2. Lineman Trey Flowers (six tackles, 2.5 sacks) ended both of the Falcons’ 1st quarter drives with a sack, and then beat center Alex Mack on a sack that pushed the Falcons out of comfortable field goal range late in the 4th quarter. On the game, New England limited Atlanta’s offense to only three scores on 10 drives (30%) after the Falcons scored on 13-of-18 drives (72%) in their first two playoff games.
3. In the first half, Devonta Freeman (75 yards) and Tevin Coleman (29 yards) averaged 9.6 yards on nine carries, mostly on stretch zones and crack tosses. In the second half, New England limited them to a two yard average on nine carries, which may have affected Atlanta’s play calling. Ironically, Atlanta’s offense first play was a Freeman crack toss and New England’s last play was a James White crack toss.
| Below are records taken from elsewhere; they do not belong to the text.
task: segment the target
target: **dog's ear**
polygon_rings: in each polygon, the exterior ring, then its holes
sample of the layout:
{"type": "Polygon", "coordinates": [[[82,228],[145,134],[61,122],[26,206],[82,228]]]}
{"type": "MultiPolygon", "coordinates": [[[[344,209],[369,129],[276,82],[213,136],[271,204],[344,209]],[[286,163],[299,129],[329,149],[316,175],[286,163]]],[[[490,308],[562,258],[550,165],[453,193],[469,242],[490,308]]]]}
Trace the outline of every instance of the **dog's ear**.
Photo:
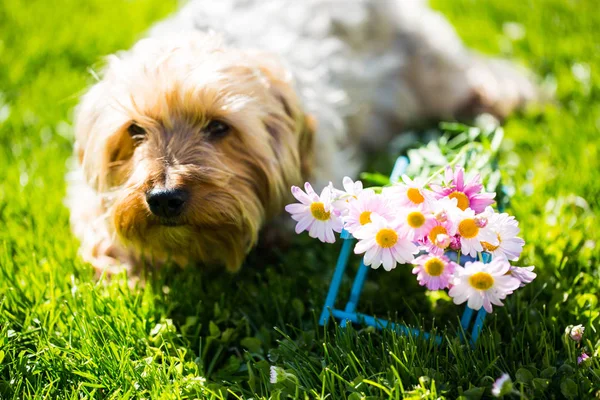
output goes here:
{"type": "Polygon", "coordinates": [[[110,107],[110,93],[99,82],[83,96],[75,115],[75,154],[87,183],[106,191],[120,182],[119,170],[126,169],[134,142],[127,132],[128,117],[110,107]]]}
{"type": "Polygon", "coordinates": [[[287,184],[297,184],[310,179],[313,165],[313,137],[315,119],[302,107],[294,81],[288,68],[273,55],[254,52],[248,54],[265,78],[265,84],[279,107],[265,121],[280,162],[293,162],[289,166],[287,184]],[[292,173],[295,172],[294,173],[292,173]]]}

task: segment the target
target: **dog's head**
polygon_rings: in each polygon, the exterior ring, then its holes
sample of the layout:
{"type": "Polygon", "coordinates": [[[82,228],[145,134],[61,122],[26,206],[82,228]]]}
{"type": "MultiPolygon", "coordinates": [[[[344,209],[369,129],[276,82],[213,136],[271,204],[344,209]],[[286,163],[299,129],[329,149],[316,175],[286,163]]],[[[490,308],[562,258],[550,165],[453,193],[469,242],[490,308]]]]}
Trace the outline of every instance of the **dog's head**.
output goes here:
{"type": "Polygon", "coordinates": [[[111,56],[77,109],[76,152],[115,233],[145,256],[237,270],[309,174],[290,81],[275,58],[199,33],[111,56]]]}

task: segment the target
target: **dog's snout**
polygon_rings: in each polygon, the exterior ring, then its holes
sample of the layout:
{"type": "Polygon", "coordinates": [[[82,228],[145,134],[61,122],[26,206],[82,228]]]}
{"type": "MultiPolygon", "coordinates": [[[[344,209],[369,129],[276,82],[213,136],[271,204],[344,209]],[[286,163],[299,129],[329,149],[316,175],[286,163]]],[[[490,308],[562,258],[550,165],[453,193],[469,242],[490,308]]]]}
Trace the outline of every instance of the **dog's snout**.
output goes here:
{"type": "Polygon", "coordinates": [[[183,189],[152,189],[146,193],[146,202],[157,217],[173,218],[181,214],[188,197],[183,189]]]}

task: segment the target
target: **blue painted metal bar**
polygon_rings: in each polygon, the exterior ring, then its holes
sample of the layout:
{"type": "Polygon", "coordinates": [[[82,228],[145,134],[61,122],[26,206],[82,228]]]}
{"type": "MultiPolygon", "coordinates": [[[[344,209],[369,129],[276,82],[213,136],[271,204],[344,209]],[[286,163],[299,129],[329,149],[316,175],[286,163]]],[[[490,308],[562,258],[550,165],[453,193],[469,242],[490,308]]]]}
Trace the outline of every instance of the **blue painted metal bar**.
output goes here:
{"type": "Polygon", "coordinates": [[[485,317],[487,315],[487,311],[483,307],[479,309],[477,313],[477,318],[475,318],[475,324],[473,325],[473,330],[471,331],[471,345],[475,346],[477,339],[479,339],[479,334],[483,329],[483,323],[485,321],[485,317]]]}
{"type": "MultiPolygon", "coordinates": [[[[361,313],[347,313],[345,311],[337,310],[337,309],[332,310],[331,313],[333,314],[334,317],[336,317],[342,321],[349,320],[356,324],[365,323],[369,326],[372,326],[372,327],[378,328],[378,329],[389,328],[389,329],[397,330],[400,333],[402,333],[403,335],[411,335],[411,336],[417,336],[417,337],[421,336],[425,339],[431,338],[431,334],[429,334],[427,332],[421,332],[419,329],[409,328],[406,325],[396,324],[394,322],[389,322],[385,319],[374,318],[374,317],[371,317],[370,315],[361,314],[361,313]]],[[[433,339],[435,340],[436,344],[442,343],[442,337],[439,335],[436,335],[433,339]]]]}
{"type": "Polygon", "coordinates": [[[352,291],[350,292],[350,300],[348,301],[348,304],[346,304],[346,312],[354,312],[356,310],[356,306],[360,300],[360,293],[365,285],[365,279],[368,272],[369,267],[367,267],[365,263],[361,261],[358,271],[356,272],[356,277],[354,278],[352,291]]]}
{"type": "MultiPolygon", "coordinates": [[[[344,232],[345,231],[342,231],[342,235],[344,235],[344,232]]],[[[321,318],[319,319],[319,323],[321,325],[325,325],[327,323],[327,320],[329,319],[329,309],[333,309],[335,299],[337,298],[340,290],[340,285],[342,284],[344,271],[346,270],[346,265],[348,264],[348,258],[352,252],[353,242],[354,239],[352,236],[350,236],[348,239],[344,239],[344,244],[342,245],[342,250],[340,251],[340,255],[335,266],[335,272],[331,278],[331,285],[329,286],[329,292],[327,293],[327,298],[325,299],[325,305],[323,306],[323,311],[321,312],[321,318]]]]}
{"type": "MultiPolygon", "coordinates": [[[[360,265],[358,267],[358,271],[356,271],[356,276],[354,277],[352,290],[350,291],[350,299],[348,300],[348,303],[346,303],[346,308],[344,310],[347,313],[353,313],[354,311],[356,311],[356,307],[358,306],[360,294],[363,290],[363,286],[365,284],[365,279],[367,277],[368,272],[369,267],[367,267],[365,263],[361,260],[360,265]]],[[[342,321],[341,326],[346,326],[346,320],[342,321]]]]}
{"type": "Polygon", "coordinates": [[[469,329],[469,325],[471,325],[471,319],[473,319],[473,309],[467,306],[460,319],[460,326],[462,326],[465,332],[469,329]]]}
{"type": "Polygon", "coordinates": [[[404,156],[398,157],[390,174],[390,182],[398,182],[404,171],[406,171],[406,167],[408,167],[408,158],[404,156]]]}

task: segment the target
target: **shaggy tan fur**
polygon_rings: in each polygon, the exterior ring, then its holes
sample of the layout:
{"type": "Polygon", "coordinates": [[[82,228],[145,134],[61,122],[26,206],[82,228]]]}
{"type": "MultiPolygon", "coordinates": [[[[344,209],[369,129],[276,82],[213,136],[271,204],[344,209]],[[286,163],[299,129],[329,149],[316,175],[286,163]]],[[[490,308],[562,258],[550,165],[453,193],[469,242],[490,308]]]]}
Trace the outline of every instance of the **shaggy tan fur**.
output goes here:
{"type": "Polygon", "coordinates": [[[313,132],[290,77],[271,57],[202,34],[154,50],[147,62],[110,59],[78,108],[77,154],[101,201],[82,210],[87,215],[73,210],[71,220],[76,232],[103,220],[100,232],[83,238],[82,254],[100,267],[127,254],[236,271],[290,185],[307,178],[313,132]],[[211,120],[232,129],[212,140],[203,131],[211,120]],[[146,132],[140,142],[128,133],[134,123],[146,132]],[[169,225],[146,204],[155,188],[190,193],[169,225]]]}

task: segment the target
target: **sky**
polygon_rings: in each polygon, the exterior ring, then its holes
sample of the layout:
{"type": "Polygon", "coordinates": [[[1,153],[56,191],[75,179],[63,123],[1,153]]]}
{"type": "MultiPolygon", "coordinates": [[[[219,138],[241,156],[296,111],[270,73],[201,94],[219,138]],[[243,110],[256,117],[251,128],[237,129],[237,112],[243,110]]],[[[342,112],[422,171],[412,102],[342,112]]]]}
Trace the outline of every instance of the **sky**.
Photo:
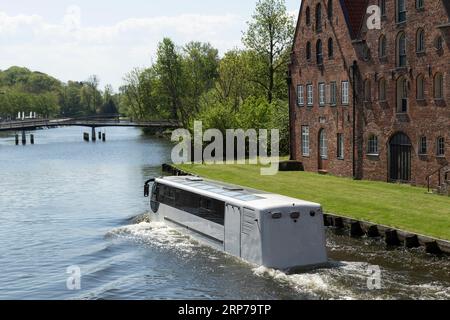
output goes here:
{"type": "MultiPolygon", "coordinates": [[[[164,37],[178,45],[240,47],[256,0],[0,0],[0,70],[13,65],[62,81],[100,77],[117,90],[123,76],[155,60],[164,37]]],[[[297,15],[301,0],[286,0],[297,15]]]]}

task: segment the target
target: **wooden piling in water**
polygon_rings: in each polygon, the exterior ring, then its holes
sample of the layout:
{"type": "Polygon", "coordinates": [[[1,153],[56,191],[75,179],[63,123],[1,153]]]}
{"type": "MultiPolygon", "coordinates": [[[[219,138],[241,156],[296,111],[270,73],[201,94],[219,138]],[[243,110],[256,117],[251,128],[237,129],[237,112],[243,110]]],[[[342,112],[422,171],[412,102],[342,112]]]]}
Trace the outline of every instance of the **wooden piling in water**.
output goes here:
{"type": "Polygon", "coordinates": [[[95,135],[95,127],[92,128],[92,142],[97,141],[97,136],[95,135]]]}
{"type": "Polygon", "coordinates": [[[350,223],[350,236],[353,238],[360,238],[364,235],[361,224],[358,221],[350,223]]]}
{"type": "Polygon", "coordinates": [[[386,230],[385,240],[388,246],[400,245],[400,239],[398,238],[397,230],[386,230]]]}
{"type": "Polygon", "coordinates": [[[98,140],[102,140],[102,132],[101,131],[98,132],[98,140]]]}
{"type": "Polygon", "coordinates": [[[367,228],[366,234],[369,238],[378,238],[380,237],[380,231],[378,231],[377,226],[369,226],[367,228]]]}
{"type": "Polygon", "coordinates": [[[87,132],[83,133],[83,140],[89,142],[89,133],[87,132]]]}
{"type": "Polygon", "coordinates": [[[105,142],[106,141],[106,133],[102,134],[102,141],[105,142]]]}
{"type": "Polygon", "coordinates": [[[436,241],[425,242],[425,251],[430,254],[442,254],[442,250],[436,241]]]}
{"type": "Polygon", "coordinates": [[[19,135],[16,134],[16,146],[18,146],[18,145],[19,145],[19,135]]]}
{"type": "Polygon", "coordinates": [[[419,248],[420,247],[419,237],[415,234],[407,235],[405,237],[405,247],[408,249],[419,248]]]}
{"type": "Polygon", "coordinates": [[[340,217],[333,218],[333,227],[337,229],[343,229],[344,228],[344,220],[340,217]]]}
{"type": "Polygon", "coordinates": [[[25,130],[22,131],[22,144],[23,145],[27,144],[27,136],[25,134],[25,130]]]}
{"type": "Polygon", "coordinates": [[[34,134],[30,134],[30,143],[34,144],[34,134]]]}

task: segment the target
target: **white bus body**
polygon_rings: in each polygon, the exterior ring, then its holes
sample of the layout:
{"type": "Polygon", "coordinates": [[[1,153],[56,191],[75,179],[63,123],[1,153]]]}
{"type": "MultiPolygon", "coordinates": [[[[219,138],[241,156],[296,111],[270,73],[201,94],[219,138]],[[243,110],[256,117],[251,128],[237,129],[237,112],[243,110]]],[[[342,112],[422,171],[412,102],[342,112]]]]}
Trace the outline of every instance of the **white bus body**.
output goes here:
{"type": "Polygon", "coordinates": [[[202,243],[281,270],[328,261],[319,204],[196,177],[153,180],[154,218],[202,243]]]}

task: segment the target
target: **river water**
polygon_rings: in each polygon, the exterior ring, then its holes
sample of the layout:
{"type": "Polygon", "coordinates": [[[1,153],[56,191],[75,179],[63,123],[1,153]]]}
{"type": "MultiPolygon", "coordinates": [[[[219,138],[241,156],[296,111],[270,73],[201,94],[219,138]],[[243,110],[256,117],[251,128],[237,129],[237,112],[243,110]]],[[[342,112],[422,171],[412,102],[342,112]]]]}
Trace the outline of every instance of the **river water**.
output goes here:
{"type": "Polygon", "coordinates": [[[108,128],[105,143],[82,132],[36,131],[33,146],[0,134],[0,299],[450,299],[450,259],[421,250],[328,230],[330,267],[286,275],[136,224],[171,145],[133,128],[108,128]],[[70,266],[80,290],[67,289],[70,266]]]}

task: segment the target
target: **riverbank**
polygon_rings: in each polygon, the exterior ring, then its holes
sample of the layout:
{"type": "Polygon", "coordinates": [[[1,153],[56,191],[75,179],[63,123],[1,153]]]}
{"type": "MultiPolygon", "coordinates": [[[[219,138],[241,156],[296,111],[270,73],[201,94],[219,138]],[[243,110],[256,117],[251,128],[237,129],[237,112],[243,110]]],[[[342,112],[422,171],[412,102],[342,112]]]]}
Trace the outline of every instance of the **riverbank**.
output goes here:
{"type": "Polygon", "coordinates": [[[256,165],[178,167],[205,178],[317,202],[327,213],[450,240],[450,198],[427,194],[425,188],[308,172],[261,176],[256,165]]]}

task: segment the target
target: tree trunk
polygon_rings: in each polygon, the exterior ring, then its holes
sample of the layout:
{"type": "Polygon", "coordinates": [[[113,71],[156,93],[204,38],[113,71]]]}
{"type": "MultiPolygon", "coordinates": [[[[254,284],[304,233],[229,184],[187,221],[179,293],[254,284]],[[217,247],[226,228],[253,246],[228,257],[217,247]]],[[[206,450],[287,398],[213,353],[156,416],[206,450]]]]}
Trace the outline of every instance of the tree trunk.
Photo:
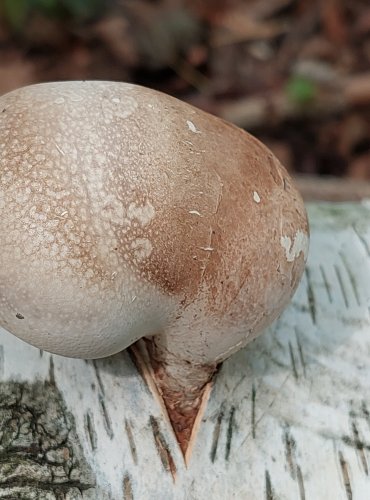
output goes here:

4. The Patriots’ strategy for curtailing Julio Jones (87 yards) was to play inside coverage – with either Logan Ryan or Eric Rowe – and keep a safety over the top, leaving only the sideline open. While Jones made some plays – including an incredible toe-tapping 27-yard reception along the right sideline in the 4th quarter – the defense limited the All Pro to four catches and also kept him out of the end zone.
One improbable catch of a deflected ball jettisoned Julian Edelman to Super Bowl immortality
Photo by Patrick Semansky, Associated Press; published by Newsday.com
5. The Patriots’ passing offense was off balance for much of the game, evidenced by numerous off-target throws, tipped balls, and dropped passes. Credit the Falcons’ defense for giving the Patriots something that wasn’t obvious: Known as a Cover-3 zone defense, Atlanta instead played tight man-to-man, with single defender’s taking turns clogging up the middle to try and take away the short, “easy” completions.
6. In their furious rally from a 28-3 deficit, the Patriots’ third- and fourth-receivers came up big. Malcolm Mitchell (five catches and 63 yards) pulled in a third-down conversion, while Danny Amendola (seven catches and 67 yards) kept the game alive by converting on fourth down. Amendola also scored a touchdown on a short pass in the left flat and he tied the game on a screen pass for a two-point conversion.
7. Rough game in pass protection for right guard Shaq Mason whom Courtney Upshaw pushed into Tom Brady for a sack in the 1st quarter. Later in the 4th, Grady Jarrett (five tackles and 3.0 sacks) beat Mason to the outside for a quick, red zone sack. Jarrett also cut inside right tackle Marcus Cannon for sack in the 4th. Dwight Freeney got past Nate Solder for a sack on the play following the Hightower strip sack.
8. By the start of the 4th quarter, Atlanta’s defense had played 59 snaps – the average for an entire NFL game – and their pass rush was slowing. Per ProFootballFocus.com, Tom Brady (Super Bowl record 466 yards) was pressured only three times during the final quarter and overtime. With freedom in the pocket, Brady completed 21 passes for 246 yards and led the team on four scoring drives in the 4th quarter and overtime.
9. What more could James White have done? The running back played 71 snaps (per ESPN Boston), set the all-time Super Bowl record with 14 receptions, scored three touchdowns, and perfectly executed the famous “Kevin Faulk” direct snap-run for a “got to have it” two-point conversion. Third on the depth chart, White personified the fact that winning Super Bowl LI required everyone on the 46-man roster.